Windrush: a tragedy endures
Print News Editor Charlie Gershinson discusses the findings of the 2022 progress report on Home Office reformation following the 2018 Windrush scandal.
The Windrush generation, arriving from former colonies to the UK from 1948 to 1971, believed they had found a new beginning. Since the first voyage of the MV Empire Windrush from the Caribbean to the docks of Tilbury, the men, women, and children of the former Empire have helped form the backbone of modern Britain. Taking on all roles from manual workers to high office, such as Shadow Foreign Secretary David Lammy, those who arrived in Britain for a fresh start have helped to contribute to the vibrant, multicultural society in which we find ourselves today.
Given this, the Windrush scandal of 2018 was a particular betrayal. It was revealed at least 83 people had been deported from the UK to their country of birth, regardless of the life they had built for themselves here, all because these migrants were unable to show documentation demonstrating their citizenship, which was unnecessary before 1971.
Despite superficial changes, reports in recent years have laid bare the failures of government policy over Windrush and its continuing destructive legacy.
This has served as an uneasy reminder of British imperial legacy and how its aftershocks are still felt in the country to this day. The mistreatment and diminishment of this generation of migrants has continued for decades since 1973, but particularly since 2012. Despite superficial changes, such as the sacking of then-Home Secretary Amber Rudd, and former Prime Minister Theresa May’s apology for the debacle to Caribbean leaders in April 2018, reports in recent years have laid bare the failures of government policy over Windrush and its continuing destructive legacy.
To try and restore credibility in the Home Office’s leadership, the department set up a compensation scheme for those of the Windrush generation wrongly classified as illegal immigrants. However, this scheme has served as a damning administrative and policy failure. Since the scheme was launched, only one in four applicants have received compensation and only 7 per cent of the expected 15,000 applicants have received compensation.
Even for those who did receive compensation, such as Fitzroy Maynard, the amount they received was “insulting”. Maynard, despite living in England for most of his life, was unable to work or claim benefits from 2009-2018 as he was accused of being an illegal immigrant, rendering him homeless. Although he received a cumulative amount of £40,000, he believes this does not account for his “trauma” and that the Home Office “don’t want to take any of the blame – they want to put all the blame on you”.

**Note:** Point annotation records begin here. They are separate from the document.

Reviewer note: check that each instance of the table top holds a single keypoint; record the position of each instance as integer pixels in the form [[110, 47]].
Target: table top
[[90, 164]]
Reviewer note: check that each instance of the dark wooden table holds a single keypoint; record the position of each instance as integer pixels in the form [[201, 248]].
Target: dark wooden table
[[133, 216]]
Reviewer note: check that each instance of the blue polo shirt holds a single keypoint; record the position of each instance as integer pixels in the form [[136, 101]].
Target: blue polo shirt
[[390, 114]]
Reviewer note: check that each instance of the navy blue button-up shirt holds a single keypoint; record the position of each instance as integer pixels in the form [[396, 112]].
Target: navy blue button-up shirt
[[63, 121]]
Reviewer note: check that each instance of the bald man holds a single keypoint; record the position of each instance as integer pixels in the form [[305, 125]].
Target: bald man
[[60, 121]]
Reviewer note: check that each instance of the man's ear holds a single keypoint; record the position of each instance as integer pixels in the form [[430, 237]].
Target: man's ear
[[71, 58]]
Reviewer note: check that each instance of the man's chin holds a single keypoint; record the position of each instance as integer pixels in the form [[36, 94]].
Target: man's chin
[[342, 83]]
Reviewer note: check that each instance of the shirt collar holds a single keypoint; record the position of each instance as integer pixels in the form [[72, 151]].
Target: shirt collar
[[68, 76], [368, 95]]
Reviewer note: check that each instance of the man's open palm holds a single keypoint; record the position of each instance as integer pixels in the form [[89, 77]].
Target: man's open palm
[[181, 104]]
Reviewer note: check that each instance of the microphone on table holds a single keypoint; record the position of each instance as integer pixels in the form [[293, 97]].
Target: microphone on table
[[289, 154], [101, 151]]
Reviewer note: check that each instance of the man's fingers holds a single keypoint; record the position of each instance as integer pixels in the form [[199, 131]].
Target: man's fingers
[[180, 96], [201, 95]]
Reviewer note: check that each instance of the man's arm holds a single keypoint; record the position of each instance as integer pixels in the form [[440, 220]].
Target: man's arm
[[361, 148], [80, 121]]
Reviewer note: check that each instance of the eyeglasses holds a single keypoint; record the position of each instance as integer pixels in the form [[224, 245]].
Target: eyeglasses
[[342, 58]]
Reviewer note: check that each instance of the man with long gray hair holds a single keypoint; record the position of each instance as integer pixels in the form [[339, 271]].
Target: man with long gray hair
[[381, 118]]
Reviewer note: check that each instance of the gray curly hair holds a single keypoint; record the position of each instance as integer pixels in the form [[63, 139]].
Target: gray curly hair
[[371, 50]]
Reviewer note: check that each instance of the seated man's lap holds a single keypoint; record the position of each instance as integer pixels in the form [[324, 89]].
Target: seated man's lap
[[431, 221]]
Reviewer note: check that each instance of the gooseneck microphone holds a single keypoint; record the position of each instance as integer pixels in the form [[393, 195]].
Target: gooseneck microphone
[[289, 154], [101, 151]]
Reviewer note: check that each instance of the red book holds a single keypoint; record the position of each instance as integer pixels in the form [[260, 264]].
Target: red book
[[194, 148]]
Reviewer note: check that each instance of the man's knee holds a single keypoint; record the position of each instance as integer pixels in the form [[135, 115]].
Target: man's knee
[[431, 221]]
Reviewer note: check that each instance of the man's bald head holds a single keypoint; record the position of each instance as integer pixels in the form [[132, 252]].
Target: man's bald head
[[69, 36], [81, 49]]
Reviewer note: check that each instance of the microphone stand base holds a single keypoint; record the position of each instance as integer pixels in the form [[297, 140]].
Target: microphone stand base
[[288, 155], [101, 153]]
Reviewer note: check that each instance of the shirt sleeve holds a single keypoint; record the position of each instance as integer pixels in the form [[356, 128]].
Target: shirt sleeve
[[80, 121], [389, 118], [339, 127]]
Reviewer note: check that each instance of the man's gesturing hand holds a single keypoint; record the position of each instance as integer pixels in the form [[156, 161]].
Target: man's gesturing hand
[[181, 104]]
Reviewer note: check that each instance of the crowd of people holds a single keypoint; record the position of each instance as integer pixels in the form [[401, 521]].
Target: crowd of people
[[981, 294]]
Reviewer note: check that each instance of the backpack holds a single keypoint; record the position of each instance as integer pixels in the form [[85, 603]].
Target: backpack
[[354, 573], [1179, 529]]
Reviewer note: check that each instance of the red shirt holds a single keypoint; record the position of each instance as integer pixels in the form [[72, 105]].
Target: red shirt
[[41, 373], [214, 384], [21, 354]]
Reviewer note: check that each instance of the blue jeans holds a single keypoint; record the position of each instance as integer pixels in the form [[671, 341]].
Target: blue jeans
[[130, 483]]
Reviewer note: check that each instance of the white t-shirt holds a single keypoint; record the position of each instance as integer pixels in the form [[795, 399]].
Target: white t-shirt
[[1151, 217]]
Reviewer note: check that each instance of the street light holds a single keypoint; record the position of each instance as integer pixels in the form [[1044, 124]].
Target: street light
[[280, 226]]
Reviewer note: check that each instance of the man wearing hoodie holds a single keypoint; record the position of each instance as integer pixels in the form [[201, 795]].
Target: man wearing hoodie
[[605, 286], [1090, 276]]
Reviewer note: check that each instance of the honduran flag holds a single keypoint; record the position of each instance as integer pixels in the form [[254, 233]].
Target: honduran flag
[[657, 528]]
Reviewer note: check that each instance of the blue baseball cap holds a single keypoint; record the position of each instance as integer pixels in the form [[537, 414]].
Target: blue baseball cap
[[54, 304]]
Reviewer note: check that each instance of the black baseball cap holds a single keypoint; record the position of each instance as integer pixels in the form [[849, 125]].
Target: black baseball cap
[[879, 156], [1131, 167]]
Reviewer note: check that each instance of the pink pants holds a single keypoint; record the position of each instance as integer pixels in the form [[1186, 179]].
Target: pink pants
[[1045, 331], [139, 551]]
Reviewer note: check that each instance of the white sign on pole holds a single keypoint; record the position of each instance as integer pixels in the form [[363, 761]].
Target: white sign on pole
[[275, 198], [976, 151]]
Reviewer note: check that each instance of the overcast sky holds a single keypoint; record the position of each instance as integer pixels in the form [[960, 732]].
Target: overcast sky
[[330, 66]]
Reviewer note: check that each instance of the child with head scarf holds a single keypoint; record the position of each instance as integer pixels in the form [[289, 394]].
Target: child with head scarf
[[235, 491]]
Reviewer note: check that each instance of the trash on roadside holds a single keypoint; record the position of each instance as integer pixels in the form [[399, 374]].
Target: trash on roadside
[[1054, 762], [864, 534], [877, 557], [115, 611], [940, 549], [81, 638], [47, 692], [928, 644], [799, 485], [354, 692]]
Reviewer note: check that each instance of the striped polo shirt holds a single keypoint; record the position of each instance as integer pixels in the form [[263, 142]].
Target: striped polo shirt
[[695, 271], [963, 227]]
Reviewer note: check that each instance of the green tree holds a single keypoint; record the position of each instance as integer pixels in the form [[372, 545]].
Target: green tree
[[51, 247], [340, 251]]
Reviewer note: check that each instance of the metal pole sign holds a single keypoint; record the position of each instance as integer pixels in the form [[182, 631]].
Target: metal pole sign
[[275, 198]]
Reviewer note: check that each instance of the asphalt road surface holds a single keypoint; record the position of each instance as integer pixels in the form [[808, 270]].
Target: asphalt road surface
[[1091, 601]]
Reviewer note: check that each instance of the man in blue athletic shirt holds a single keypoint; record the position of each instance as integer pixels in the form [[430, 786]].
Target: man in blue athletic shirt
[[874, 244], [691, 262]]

This stunning display of dysfunction was laid bare in a 2021 Home Affairs Committee report which concluded that the scheme has “compounded the injustices” of the Windrush scandal. The report also recommended removing the implementation of the scheme from the Home Office, as it is inappropriate for the same office which created the scandal to run the compensation scheme. Independent organisations were recommended to run the scheme instead.
Another report into the Home Office further illustrates its toxic culture and unsuitability to deal with the fallout from its own scandal. The March 2022 report was written by Wendy Williams, an independent expert brought in in 2018 during the aftermath of the Windrush scandal. She found that the Home Office had broken its promises to transform its culture and become more compassionate. The report included thirteen expressions of disappointment in the Home Office. While Williams acknowledged some positive steps, such as an ambitious agenda to address the fallout from Windrush, she stated that she was “disappointed by the lack of tangible progress or drive to achieve the cultural changes required”.
Of the thirty recommendations made by Williams, only eight had been enacted by the time of the March progress report. Williams also criticized the exaggeration the Home Office has made about progress within their culture. She suggested that “much more progress is required in policymaking and casework” and she has seen “limited evidence that a compassionate approach is being embedded consistently across the department”.
Despite this dispiriting lack of progress amongst policymakers in the Home Office to ensure the mistakes that led to the Windrush scandal will never again be repeated, there have been more hopeful cultural changes within the community of Windrush migrants and their descendants.
Williams was particularly critical of the lack of progress on developing hostile workplace policies which helped cause the Windrush scandal in the first place. The lack of an appointed migrants’ commissioner has meant there is still no designated officer to “signpost systemic risks”. This is also a sign of a structural staffing issue at the Home Office: Williams found an insufficiently diverse Home Office leadership team which had “contributed to some of the errors in thinking which gave rise to the Windrush scandal itself” with little progress made in increasing the level of black, Asian and minority ethnic representation among senior leadership.
Despite this dispiriting lack of progress amongst policymakers in the Home Office to ensure the mistakes that led to the Windrush scandal will never again be repeated, there have been more hopeful cultural changes within the community of Windrush migrants and their descendants. As the celebration of Black History Month ends for another year, there has been a cultural shift in how the narratives of Windrush migrants, and other migrant communities, are approached. The founding of Windrush Day in 2018 has helped lead to increased attention being drawn to the history of those who represent the legacy of the Empire. This has only been developed with calls to decolonise the curriculum at high schools and higher education facilities, not least including the University of Exeter.